Starfish-develop / Starfish

Tools for Flexible Spectroscopic Inference
https://starfish.readthedocs.io/en/latest/
BSD 3-Clause "New" or "Revised" License
70 stars 22 forks source link

Grid Interface Conformity and Caching #124

Closed mileslucas closed 5 years ago

mileslucas commented 5 years ago

I'd like to point out some inconsistencies in the various interfaces and would also like to propose an enhancement in the way that the interfaces are used.

So I think we need to partially rewrite the interfaces so that they can be used more easily from other parts of the code. We should be able to call any subclass of GridInterface and expect the same results. The biggest divergence from that goal is that the HDF5Interface is considerably different from the RawGridInterface but serves the same base purpose: to interface with the model libraries.
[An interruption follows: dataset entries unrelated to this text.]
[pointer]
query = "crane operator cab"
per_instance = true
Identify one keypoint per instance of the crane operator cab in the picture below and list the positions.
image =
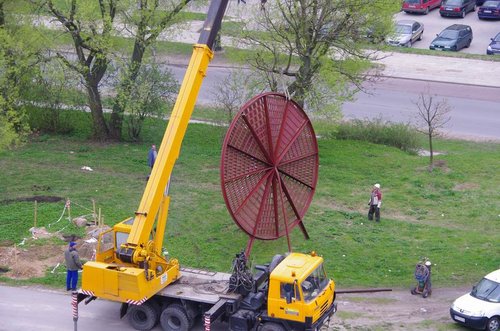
(300, 291)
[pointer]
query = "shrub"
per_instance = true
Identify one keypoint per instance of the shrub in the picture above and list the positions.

I propose we rewrite the HDF5Interface to inherit from RawGridInterface, which will actually require some rewriting of RawGridInterface itself. If there are any ideas on what exactly we want from an interface, I would love to hear them.

My enhancement proposal is to use caching and instead of generally using Interface.load_flux() to rather use a __call__ method. This may not have any real performance impacts in the sampling code but is a code idea for people who only use the grid tools. This would match the behavior of the Interpolator class. If you think this is a good idea, I can implement it, otherwise, we can maintain the load_flux() style without any __call__ methods.

iancze commented 5 years ago

In general, I think this sounds like a good idea. The fewer variety of interfaces that users have to contend with, the better.

I guess the main design decision is how to properly respect the fact that HDF5Interface and RawGridInterface (and PHOENIX, Kurucz, etc...) are interfacing to different products. The main thing they will have in common is the type and spacing between fundamental stellar parameters. But most other things will be different (wl range, range of stellar parameters, and of course resolution of the spectra (presuming that a broadening and resampling operation occurred)). I like the idea of the simplified interface for loading flux. It may be trickier to keep things consistent enough if you plan on implementing the transforms in #64 as well, but maybe there is a clean way of doing it.

Caching for these products may help some users, but given the use cases we've outlined it might just be an opportunity for bugs and complexity (given the transforms) without too much clear benefit.

mileslucas commented 5 years ago

Some of my recent pushes to refactor/core-numpy have cleaned up some of the inconsistencies and allow a more seamless flow between grid interfaces, hdf5 interfaces, and emulators. Notably items like parameter names can get passed up all the way to SpectrumModels, which means we can have a parameter dictionary with meaningful names rather than 'grid_param:0' or similar.

I've also removed config.yaml and all its subsidaries, which has had 0 impact on the grid interfaces. The biggest difference is that you have to explicitly write out the path for the interfaces (rather than reading from the config).

iancze commented 5 years ago

This sounds great!